I frown at how his words make me feel. When was it exactly that I traded my edge for a good corn chowder recipe? The blog—I’d started to change when the blog did well. I remember scouring other blogs, studying what they did that garnered the most readers. Then I reinvented myself to match the blog, instead of having the blog match me. I deflate, pressing my lips together as I stare at Satcher.
“Don’t do that,” he says.
“Do what?”
“Get sad about what you lost.”
“You just pointed out that I lost myself and you expect me not to be sad about it?”

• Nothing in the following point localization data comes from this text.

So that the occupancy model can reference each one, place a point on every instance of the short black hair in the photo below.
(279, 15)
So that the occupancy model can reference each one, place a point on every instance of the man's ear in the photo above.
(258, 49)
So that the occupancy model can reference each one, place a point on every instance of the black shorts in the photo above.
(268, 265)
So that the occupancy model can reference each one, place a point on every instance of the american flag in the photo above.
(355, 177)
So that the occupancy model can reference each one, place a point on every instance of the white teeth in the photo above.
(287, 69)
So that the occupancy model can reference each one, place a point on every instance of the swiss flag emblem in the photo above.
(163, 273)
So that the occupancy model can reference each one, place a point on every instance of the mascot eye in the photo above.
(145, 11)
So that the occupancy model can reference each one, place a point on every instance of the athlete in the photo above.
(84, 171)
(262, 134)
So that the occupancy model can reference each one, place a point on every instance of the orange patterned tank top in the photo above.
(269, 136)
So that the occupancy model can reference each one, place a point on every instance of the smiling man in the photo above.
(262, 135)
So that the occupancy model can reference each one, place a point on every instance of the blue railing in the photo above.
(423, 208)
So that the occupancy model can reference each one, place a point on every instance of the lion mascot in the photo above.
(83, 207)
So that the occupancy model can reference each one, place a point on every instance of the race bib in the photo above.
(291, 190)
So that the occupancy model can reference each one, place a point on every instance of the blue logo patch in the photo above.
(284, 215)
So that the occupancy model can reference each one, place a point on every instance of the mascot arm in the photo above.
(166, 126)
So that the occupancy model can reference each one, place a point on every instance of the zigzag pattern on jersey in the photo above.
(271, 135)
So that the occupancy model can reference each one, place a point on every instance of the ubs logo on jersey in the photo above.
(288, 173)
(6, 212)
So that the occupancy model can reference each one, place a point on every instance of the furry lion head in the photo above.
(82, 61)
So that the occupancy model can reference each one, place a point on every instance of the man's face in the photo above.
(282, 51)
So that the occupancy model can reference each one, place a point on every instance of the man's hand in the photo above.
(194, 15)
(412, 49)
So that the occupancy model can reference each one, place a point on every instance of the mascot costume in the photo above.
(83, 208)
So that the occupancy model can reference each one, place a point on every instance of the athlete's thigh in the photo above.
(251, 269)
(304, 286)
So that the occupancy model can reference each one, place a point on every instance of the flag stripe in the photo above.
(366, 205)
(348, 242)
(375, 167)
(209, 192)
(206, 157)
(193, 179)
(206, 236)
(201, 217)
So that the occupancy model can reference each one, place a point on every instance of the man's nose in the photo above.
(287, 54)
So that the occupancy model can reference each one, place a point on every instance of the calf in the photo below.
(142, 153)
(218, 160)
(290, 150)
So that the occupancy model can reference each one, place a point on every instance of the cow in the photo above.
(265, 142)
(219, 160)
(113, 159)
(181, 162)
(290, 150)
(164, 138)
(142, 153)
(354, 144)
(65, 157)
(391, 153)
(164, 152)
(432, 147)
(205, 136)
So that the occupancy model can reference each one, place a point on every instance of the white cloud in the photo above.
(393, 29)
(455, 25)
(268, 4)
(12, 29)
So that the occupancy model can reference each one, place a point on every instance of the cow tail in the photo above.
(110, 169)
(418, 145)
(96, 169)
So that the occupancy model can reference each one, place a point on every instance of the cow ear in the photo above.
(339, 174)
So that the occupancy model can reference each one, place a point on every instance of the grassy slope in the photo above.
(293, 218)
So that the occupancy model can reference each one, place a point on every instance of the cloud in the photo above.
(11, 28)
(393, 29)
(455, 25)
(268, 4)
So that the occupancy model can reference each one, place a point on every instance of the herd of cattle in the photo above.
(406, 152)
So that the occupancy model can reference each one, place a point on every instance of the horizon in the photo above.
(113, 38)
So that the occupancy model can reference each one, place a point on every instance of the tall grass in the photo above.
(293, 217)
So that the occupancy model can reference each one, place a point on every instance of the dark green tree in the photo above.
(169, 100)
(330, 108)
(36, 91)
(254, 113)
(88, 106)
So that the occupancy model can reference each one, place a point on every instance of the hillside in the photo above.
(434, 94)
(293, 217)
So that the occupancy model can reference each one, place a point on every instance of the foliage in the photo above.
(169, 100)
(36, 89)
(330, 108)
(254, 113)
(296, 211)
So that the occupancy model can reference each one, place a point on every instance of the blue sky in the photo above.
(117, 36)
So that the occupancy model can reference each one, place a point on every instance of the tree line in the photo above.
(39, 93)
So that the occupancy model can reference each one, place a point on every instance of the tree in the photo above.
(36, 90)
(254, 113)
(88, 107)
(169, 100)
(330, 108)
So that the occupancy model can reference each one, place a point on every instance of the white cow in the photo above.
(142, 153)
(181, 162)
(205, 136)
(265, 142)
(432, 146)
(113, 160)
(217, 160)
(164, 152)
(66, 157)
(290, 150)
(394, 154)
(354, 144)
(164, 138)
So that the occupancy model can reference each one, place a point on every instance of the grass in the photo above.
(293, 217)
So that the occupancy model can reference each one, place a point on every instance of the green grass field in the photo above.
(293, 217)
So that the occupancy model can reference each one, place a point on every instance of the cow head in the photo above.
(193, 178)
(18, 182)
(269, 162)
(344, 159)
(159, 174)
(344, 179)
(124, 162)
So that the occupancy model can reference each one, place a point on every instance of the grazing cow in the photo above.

“Well, maybe it’s time to find yourself again. Meet your old self somewhere in the middle.”
“Good advice.” I pick up my beer and drain it, then I shake my glass at Satcher. “Another.”
Idon’t know how it happens, except I do. I was having a surprisingly good time: Satcher teasing me, me teasing back. At one point I jumped up to dance to a Billy Idol song that was playing while Satcher spun around in his stool to watch me. If I’d ever felt carefree it was now, in this bar, with this man. Carefree: the old me. Pre-floral print and the blog. Pre-Woods and Pearl.
Three drinks and two shots and Satcher is helping me up the stairs to Jules’ apartment.
“Are there no goddamn lights in this building?” he growls.
The tip of my shoe catches on the stairs and he steadies me. We reach the front door, and I lean against the wall as Satcher searches my bag for my keys.
“You can still see it, you know?”
He puts my key in the lock and turns it. “What?”